7 juin 2021 à 9 09 20 06206

« Tout ça, c’est parce que j’ai aimé le président de la République et son parti pour lequel je me suis toujours battue. Oui, je reconnais avoir produit la vidéo dont on parle… J’ai dénoncé le fait que l’unique fils que j’ai et qu’on devait enrôler dans l’armée ne soit pas enrôlé. On l’a envoyé à Kissidougou pour être enrôlé ; mais, il n’a pas été enrôlé… De surcroît, on m’a demandé 5 millions pour qu’il  soit enrôlé. C’est ce qui m’a aussi de plus énervé. Que je me batte pour un parti qui arrive au pouvoir et les cadres de ce parti me demandent de l’argent pour l’enrôlement de mon fils, c’est vraiment difficile ».

En prison à la maison centrale de Conakry depuis janvier dernier, madame Bangoura Hadja Fatoumata Doumbouya, a comparu le jeudi dernier, 03 juin 2021, au tribunal correctionnel de Mafanco. Cette militante du RPG arc-en-ciel (l’actuel parti au pouvoir en Guinée) est poursuivie pour « offense sur la personne du président de la République, production, diffusion et mise à disposition d’autrui des données de nature à troubler l’ordre public, injures par les biais d’un système informatiques ». A l’ouverture de son procès, la prévenue a plaidé coupable des faits mis à sa charge et a demandé pardon. Elle a laissé entendre que c’est son « affection pour le président Alpha Condé » et son « amour pour le RPG » qui lui ont valu ses présents ennuis judiciaires, rapporte Guineematin.com à travers un de ses journalistes.

Hadja Fatoumata Doumbouya a été arrêtée le 28 janvier dernier et conduite à la DPJ (direction centrale de la police judiciaire) pour être entendue sur des faits d’offense au chef de l’Etat. Quelques heures plus tard, elle avait été déférée au parquet de Mafanco où elle a finalement a été placée sous mandat de dépôt le 29 janvier (soit le lendemain de son arrestation) conduite à la maison centrale de Conakry.

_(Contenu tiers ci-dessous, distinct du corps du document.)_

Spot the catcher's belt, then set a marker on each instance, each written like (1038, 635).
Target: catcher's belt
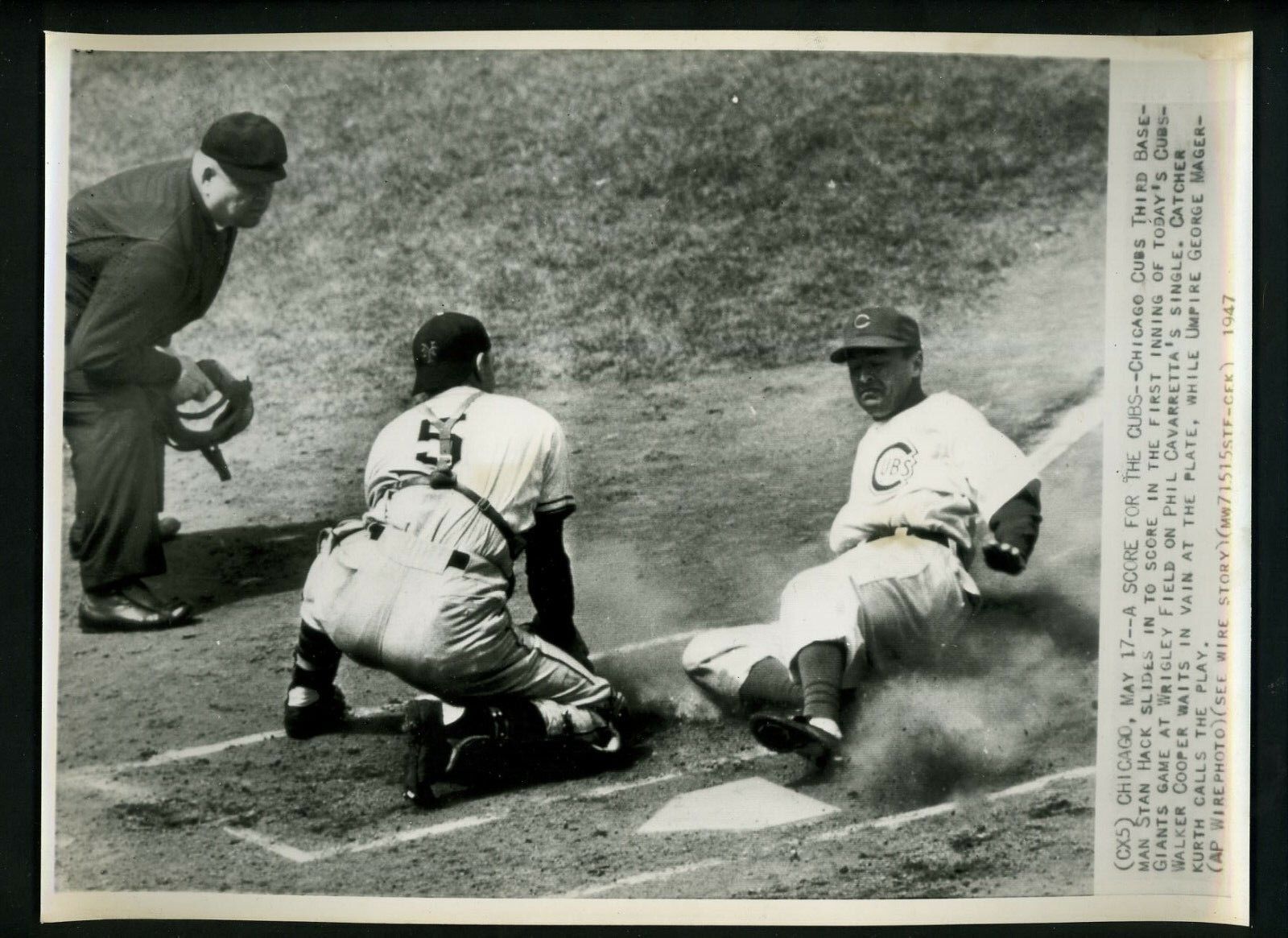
(232, 412)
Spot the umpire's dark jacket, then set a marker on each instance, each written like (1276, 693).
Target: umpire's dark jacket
(143, 261)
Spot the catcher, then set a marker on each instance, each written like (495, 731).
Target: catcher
(457, 489)
(898, 590)
(146, 254)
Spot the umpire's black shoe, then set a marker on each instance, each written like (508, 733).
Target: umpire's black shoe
(796, 734)
(130, 607)
(311, 713)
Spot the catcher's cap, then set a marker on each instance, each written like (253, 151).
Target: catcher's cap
(444, 351)
(877, 328)
(248, 147)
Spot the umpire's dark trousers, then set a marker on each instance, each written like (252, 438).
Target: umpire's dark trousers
(118, 463)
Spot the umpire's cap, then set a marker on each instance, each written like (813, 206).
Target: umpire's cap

Depuis cette date, la pauvre femme est en détention provisoire dans la plus grande prison de la Guinée pour « offense sur la personne du président de la République, production, diffusion et mise à disposition d’autrui des données de nature à troubler l’ordre public, injures par les biais d’un système informatiques ». Son procès s’est ouvert le jeudi dernier au tribunal correctionnel de Mafanco ; et, à la barre, elle a reconnu avoir commis les infractions articulées à son encontre.

« C’est mon affection pour le président de la République Alpha Condé et l’amour que j’ai pour le parti RPG qui m’ont valu la prison que je vie actuellement. Tout ça c’est parce que j’ai aimé le président de la République et son parti pour lequel je me suis toujours battue. Oui, je reconnais avoir produit la vidéo dont on parle. J’ai regretté ce que j’ai dit, je demande pardon. J’ai dit que la route qui relie le chef-lieu de ma préfecture (Siguiri) à  mon village (Norassoba) n’est pas goudronnée. J’ai dénoncé le fait que l’unique fils que j’ai et qu’on devait enrôler dans l’armée ne soit pas enrôlé. On l’a envoyé à Kissidougou pour être enrôlé, mais il n’a pas été enrôlé. Au contraire on l’a plutôt fait souffrir pour rien. De surcroît, on m’a demandé 5 millions pour qu’il  soit enrôlé. C’est ce qui m’a aussi de plus énervé. Que je me batte pour un parti qui arrive au pouvoir et les cadres de ce parti me demandent de l’argent pour l’enrôlement de mon fils, c’est vraiment difficile. Mais ce que j’ai dit, je le regrette aujourd’hui. Je demande pardon au tribunal et au gouvernement », a expliqué Hadja Fatoumata Doumbouya.

Après cette déposition de la prévenue et la séance de questions-réponses qui a suivi, le ministère public a sollicité un renvoi d’audience pour lui permettre de préparer ses réquisitions dans cette affaire. Mais, les avocats de la défense se sont très vite insurgés contre cette demande.

« Je vois que le ministère public n’est pas prêt à présenter ses réquisitions… Cependant, notre cliente est en prison. Elle est vraiment malade. Actuellement, elle est en train de se faire soigner à l’hôpital national Ignace Deen. Donc, si vous allez renvoyer le dossier,  nous demandons de bien vouloir mettre en liberté provisoire notre cliente. A la prochaine que vous allez fixer, elle viendra tranquille se présenter devant votre tribunal », a dit Me Mamady Doumbouya.

Finalement, le tribunal a rejeté la demande formulée par les avocats de la défense et a renvoyé l’audience à une date ultérieure pour les plaidoiries et réquisitions.